Des rapports plus inquiétants indiquent également que la crise pourrait s’aggraver. L’ancien président russe Dmitri Medvedev, vice-président du Conseil de sécurité de la Russie, a déclaré dimanche que certains pays étaient « prêts à fournir directement à l’Iran leurs propres ogives nucléaires ».
Avant que la situation ne devienne incontrôlable et ne se transforme en une conflagration mondiale, il convient de faire preuve de sang-froid et d’essayer de calmer la situation. La principale responsabilité incombe aux hommes politiques iraniens, qui ne doivent pas laisser leurs émotions obscurcir leur jugement. L’Iran peut certainement porter des coups à ses adversaires, mais ils ne font pas le poids face aux États-Unis et au monde occidental. Ils ne doivent pas se laisser manipuler dans une guerre majeure, qui profite aux ambitions de certains pays qui pourraient vouloir les utiliser dans une guerre par procuration contre leurs adversaires. Ils doivent revenir à la table des négociations et montrer qu’ils ne cherchent pas à obtenir des armes nucléaires comme ils l’ont toujours affirmé.

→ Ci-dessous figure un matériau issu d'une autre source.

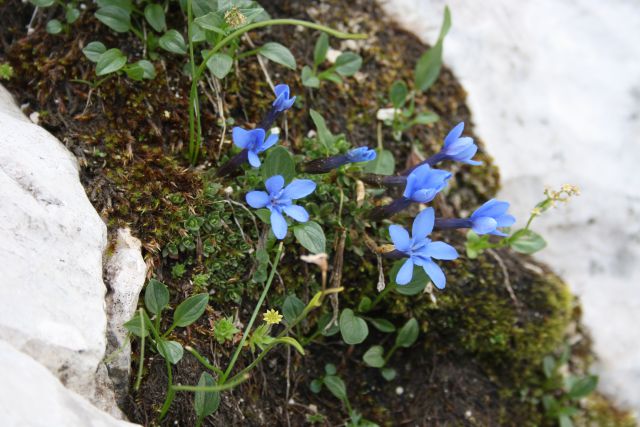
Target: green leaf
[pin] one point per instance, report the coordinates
(290, 341)
(71, 14)
(170, 350)
(316, 386)
(549, 366)
(110, 61)
(383, 164)
(383, 325)
(354, 329)
(135, 327)
(320, 49)
(93, 51)
(417, 284)
(330, 369)
(428, 66)
(279, 161)
(388, 374)
(526, 242)
(311, 237)
(42, 3)
(172, 41)
(122, 4)
(292, 308)
(398, 93)
(212, 22)
(156, 296)
(154, 14)
(279, 54)
(583, 387)
(309, 79)
(206, 402)
(374, 357)
(149, 71)
(348, 63)
(408, 334)
(54, 26)
(564, 421)
(219, 64)
(115, 17)
(336, 386)
(325, 136)
(190, 310)
(364, 305)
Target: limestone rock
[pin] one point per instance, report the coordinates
(31, 396)
(125, 275)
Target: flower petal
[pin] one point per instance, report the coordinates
(454, 134)
(435, 273)
(399, 237)
(254, 160)
(441, 250)
(484, 225)
(241, 137)
(505, 220)
(278, 225)
(423, 224)
(493, 208)
(274, 184)
(296, 212)
(405, 273)
(299, 188)
(270, 142)
(424, 196)
(257, 199)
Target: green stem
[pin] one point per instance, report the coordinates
(195, 141)
(136, 387)
(256, 310)
(212, 388)
(171, 393)
(388, 356)
(204, 361)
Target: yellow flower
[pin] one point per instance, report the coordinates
(272, 317)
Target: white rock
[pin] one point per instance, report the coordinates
(554, 90)
(51, 243)
(31, 396)
(125, 275)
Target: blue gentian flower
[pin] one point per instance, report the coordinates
(279, 200)
(253, 141)
(361, 154)
(459, 148)
(424, 183)
(283, 102)
(420, 249)
(490, 216)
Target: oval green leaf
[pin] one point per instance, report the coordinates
(311, 237)
(190, 310)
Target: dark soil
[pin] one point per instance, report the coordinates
(478, 350)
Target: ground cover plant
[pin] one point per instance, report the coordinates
(295, 208)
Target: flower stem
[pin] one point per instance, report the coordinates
(195, 139)
(256, 310)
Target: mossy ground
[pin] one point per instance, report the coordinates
(478, 351)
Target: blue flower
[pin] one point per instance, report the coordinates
(283, 102)
(460, 149)
(424, 183)
(279, 200)
(360, 154)
(419, 249)
(488, 217)
(253, 141)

Toutefois, pour parvenir à une solution pacifique, il incombe à l’Occident de freiner Netanyahou, qui semble échapper à tout contrôle et qui est prêt à faire n’importe quoi et à sacrifier ses alliés pour rester au pouvoir. Il faut lui dire avec la plus grande fermeté de cesser ses attaques illégales contre l’Iran, de retirer ses forces de Gaza en échange de la libération de tous les otages et d’accepter une solution à deux États. Malgré tous les pays qu’il accuse d’être responsables des problèmes d’Israël, il n’en reste pas moins que la question palestinienne est au cœur des problèmes du Moyen-Orient.
L’effroyable génocide de Gaza a non seulement retourné les Arabes et les musulmans contre les politiques d’Israël, mais la quasi-totalité du Sud et même de nombreux alliés d’Israël considèrent ce dernier comme un État paria. À notre époque, le maintien d’un État terroriste d’apartheid, engagé dans le pire génocide depuis la Seconde Guerre mondiale, est intenable et doit cesser. L’Occident ne doit pas fouler aux pieds les valeurs qui lui sont chères, écraser l’économie mondiale et entraîner le monde dans une guerre catastrophique pour le bien d’un régime maniaque et génocidaire.
Farhang Jahanpour , ressortissant britannique d’origine iranienne, est un ancien professeur et doyen de la faculté des langues de l’université d’Ispahan et un ancien rédacteur en chef pour le Moyen-Orient et l’Afrique du Nord à la BBC Monitoring.